L’état des lieux de la situation française
Face à la pandémie, des restrictions soient nécessaires. Mais elles ont un coût dont les répercussions sont désormais clairement visibles. Sur le plan économique, le produit intérieur brut a chuté de 13.8% lors du second semestre et le taux de chômage devrait prochainement atteindre la barre historique des 10% [1]. Sur le long-terme, on peut également envisager une dégradation des finances publiques.
Selon des prévisions formulées par la Cour des comptes, la dette publique devrait s’élever à 120.9% du PIB en 2020 et le déficit à 11% [2]. Ces derniers chiffres peuvent paraître anodins, mais pourtant, ils montrent un éloignement de la France vis-à-vis des critères de convergence fixés par l’Union Européenne. Plus grave, le risque est un abaissement de la note financière de la France par les agences de notation telles que Standard and Poor’s. En effet, la dégradation de cette note pourrait conduire à un alourdissement de la charge de la dette en raison de taux d’intérêt toujours plus hauts, auxquels l’Etat français emprunte.
Face à cette situation critique, l’heure est désormais à la relance économique. Dans ce contexte, émerge une institution parfois délaissée voire critiquée qui œuvre en faveur de cette reprise : La Banque centrale européenne (BCE). Institution de l’Union Européenne, la Banque Centrale Européenne est en charge de la politique monétaire au sein de la Zone Euro. Par son action, elle influe sur la quantité de monnaie en circulation (« masse monétaire ») afin de garantir la stabilité des taux d’intérêt, la stabilité des taux de change et la stabilité des prix. De plus, associé à la stabilité des prix, l’institution européenne vise une inflation tempérée, proche de 2%. Enfin, on attend également de la BCE que sa politique produise des externalités positives sur l’économie telles que la croissance et l’emploi [3].

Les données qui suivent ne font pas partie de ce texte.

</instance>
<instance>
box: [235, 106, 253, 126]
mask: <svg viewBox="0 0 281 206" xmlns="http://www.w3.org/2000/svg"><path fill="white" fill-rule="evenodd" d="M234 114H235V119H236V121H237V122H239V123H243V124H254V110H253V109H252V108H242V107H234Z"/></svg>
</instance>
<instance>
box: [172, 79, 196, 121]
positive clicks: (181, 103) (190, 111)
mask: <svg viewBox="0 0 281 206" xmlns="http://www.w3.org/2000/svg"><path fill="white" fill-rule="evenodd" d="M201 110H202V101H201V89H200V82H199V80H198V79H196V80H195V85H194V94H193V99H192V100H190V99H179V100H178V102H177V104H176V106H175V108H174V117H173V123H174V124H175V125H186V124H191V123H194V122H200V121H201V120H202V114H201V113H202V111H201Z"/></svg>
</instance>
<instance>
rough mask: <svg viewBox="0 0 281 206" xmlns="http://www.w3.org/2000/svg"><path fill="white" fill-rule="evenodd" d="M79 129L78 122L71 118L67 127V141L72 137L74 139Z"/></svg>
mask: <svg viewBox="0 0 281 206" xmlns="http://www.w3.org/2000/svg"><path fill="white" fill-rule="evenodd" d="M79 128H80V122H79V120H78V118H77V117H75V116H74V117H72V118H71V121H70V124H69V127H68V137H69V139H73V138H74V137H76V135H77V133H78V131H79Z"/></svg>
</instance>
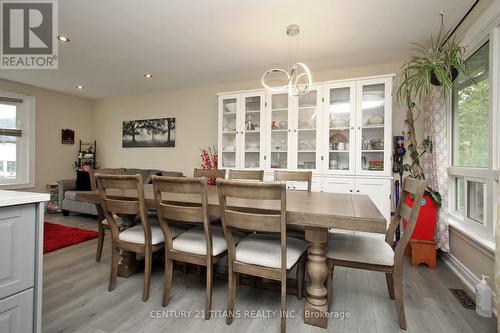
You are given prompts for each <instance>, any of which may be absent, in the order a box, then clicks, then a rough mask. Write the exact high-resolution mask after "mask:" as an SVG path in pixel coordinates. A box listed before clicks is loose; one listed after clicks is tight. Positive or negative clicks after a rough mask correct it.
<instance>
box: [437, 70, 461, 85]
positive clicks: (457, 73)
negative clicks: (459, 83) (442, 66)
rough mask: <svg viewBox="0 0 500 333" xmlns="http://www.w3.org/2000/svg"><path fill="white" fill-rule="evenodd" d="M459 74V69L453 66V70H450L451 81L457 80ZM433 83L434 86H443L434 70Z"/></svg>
mask: <svg viewBox="0 0 500 333" xmlns="http://www.w3.org/2000/svg"><path fill="white" fill-rule="evenodd" d="M457 76H458V69H456V68H455V67H452V68H451V71H450V79H451V82H453V81H455V79H456V78H457ZM431 84H432V85H433V86H438V87H440V86H441V82H439V80H438V79H437V77H436V74H434V71H432V72H431Z"/></svg>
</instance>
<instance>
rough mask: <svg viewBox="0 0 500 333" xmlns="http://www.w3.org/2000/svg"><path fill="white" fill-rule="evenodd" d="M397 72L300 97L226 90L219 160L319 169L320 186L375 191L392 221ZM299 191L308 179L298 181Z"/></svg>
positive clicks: (253, 168) (220, 107) (251, 163)
mask: <svg viewBox="0 0 500 333" xmlns="http://www.w3.org/2000/svg"><path fill="white" fill-rule="evenodd" d="M392 81H393V75H385V76H378V77H370V78H360V79H349V80H339V81H331V82H323V83H316V84H314V85H313V87H312V89H311V91H310V92H309V93H307V94H305V95H301V96H299V97H296V96H289V94H288V93H287V92H286V91H285V92H269V91H266V90H264V89H259V90H253V91H245V92H237V93H222V94H219V136H218V137H219V159H220V160H219V165H220V167H221V168H226V169H229V168H237V169H263V170H265V178H264V179H265V180H272V179H273V172H274V170H276V169H286V170H311V171H313V184H312V190H313V191H325V192H344V193H363V194H368V195H369V196H370V197H371V198H372V200H373V201H374V203H375V204H376V205H377V207H378V208H379V210H380V211H381V212H382V214H384V216H385V217H386V219H387V220H389V218H390V211H391V197H390V193H391V184H392V177H391V176H392V166H391V153H392V127H391V126H392V121H391V120H392ZM287 186H288V187H289V188H291V189H293V188H295V189H299V188H302V187H304V186H305V185H304V184H300V183H296V182H290V183H289V184H287Z"/></svg>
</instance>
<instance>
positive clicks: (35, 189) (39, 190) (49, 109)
mask: <svg viewBox="0 0 500 333" xmlns="http://www.w3.org/2000/svg"><path fill="white" fill-rule="evenodd" d="M0 91H7V92H12V93H18V94H23V95H31V96H35V98H36V101H35V104H36V109H35V188H34V189H33V188H32V189H26V190H35V191H37V192H46V191H47V189H46V185H47V184H48V183H52V182H55V181H57V180H58V179H62V178H75V172H74V171H73V168H72V166H73V162H74V161H75V160H76V158H77V152H78V144H77V142H78V140H79V139H85V140H87V139H92V137H93V126H92V109H91V107H92V103H91V101H90V100H88V99H86V98H81V97H76V96H72V95H68V94H63V93H58V92H55V91H52V90H47V89H42V88H37V87H33V86H29V85H25V84H20V83H16V82H12V81H7V80H3V79H0ZM63 128H71V129H73V130H75V144H74V145H63V144H61V129H63Z"/></svg>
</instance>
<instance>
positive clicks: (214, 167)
mask: <svg viewBox="0 0 500 333" xmlns="http://www.w3.org/2000/svg"><path fill="white" fill-rule="evenodd" d="M200 151H201V155H200V157H201V167H202V168H203V169H205V170H218V169H219V165H218V162H219V154H218V152H217V147H216V146H213V147H207V148H202V149H200ZM215 180H216V179H215V178H209V179H208V182H207V183H208V185H215Z"/></svg>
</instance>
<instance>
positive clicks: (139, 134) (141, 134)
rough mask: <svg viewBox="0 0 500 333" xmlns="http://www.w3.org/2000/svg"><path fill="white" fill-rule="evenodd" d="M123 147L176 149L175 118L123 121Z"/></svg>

Les mesures de la Banque Centrale Européenne pour renouer avec la croissance économique
Aujourd’hui, en réaction à cette phase de récession économique provoquée par le COVID-19, l’institution a récemment annoncé des mesures fortes. En premier lieu, La Banque Centrale Européenne a maintenu ses taux d’intérêt au plus bas. Le taux de refinancement, désignant le taux d’intérêt appliqué aux emprunts temporaires des institutions bancaires auprès de la BCE, est de 0%. Pour ce qui concerne les « réserves obligatoires », c’est-à-dire les dépôts obligatoires des banques auprès de la BCE, le taux d’intérêt est négatif (-0.50%). En bref, au lieu d’être rémunérées sur leur dépôt, les banques font l’objet de prélèvements et sont incitées à ne pas déposer davantage.
En parallèle de de ces actions, la Banque Centrale a lancé le 18 mars 2020, le Programme d’Achats d’Urgence Pandémique (PEPP), un programme dont le montant atteint 1350 milliards d’euros et qui est censé se poursuivre au moins jusqu’en juin 2021 [4]. Derrière cette formulation obscure, le PEPP s’apparente en réalité à de « l’assouplissement quantitatif », consistant en un rachat massif par la BCE d’actifs détenus par les banques (obligations d’Etat,…). Intervenant seulement dans des circonstances économiques particulières telles qu’une récession économique, l’assouplissement quantitatif se fait rare et vise à pallier l’inefficacité des instruments conventionnels. Tout comme les taux d’intérêt négatifs, l’assouplissement quantitatif est un moyen d’augmenter les liquidités des structures bancaires et les inciter à prêter.
Par ces différentes initiatives, l’objectif est le même : une expansion de la masse monétaire afin de stimuler l’inflation et diminuer les taux d’intérêt bancaires. Ces objectifs poursuivis sont importants car ils peuvent avoir une incidence positive sur « l’économie réelle ». À titre d’exemple, une diminution des taux d’intérêt bancaires est susceptible d’aboutir à une augmentation des prêts accordés aux ménages et aux entreprises. Puis, cette augmentation est censée stimuler la demande et l’investissement et soutenir la croissance économique.
Cependant, Il n’y a aucune certitude sur le fait que la politique monétaire aura les effets escomptés car la transmission des mesures au sein de l’économie réelle n’est qu’hypothétique. Cette incertitude est notamment soulignée par Christian De Boissieu, Professeur émérite d’économie à l’université Paris-I Panthéon-Sorbonne : « Il n’y a rien de mécanique : tout dépend du comportement et des anticipations des banques et des agents financiers » [5]. De plus, il faut se montrer lucide car les politiques monétaires sont impuissantes si isolées. Ces dernières devront s’accompagner de réformes structurelles adéquates pour que la France puisse renouer avec la croissance économique. Cette fois, tout est entre les mains de Jean Castex et de son gouvernement, dont on attend le plan de relance pour l’économie, programmé pour la première semaine de septembre [6].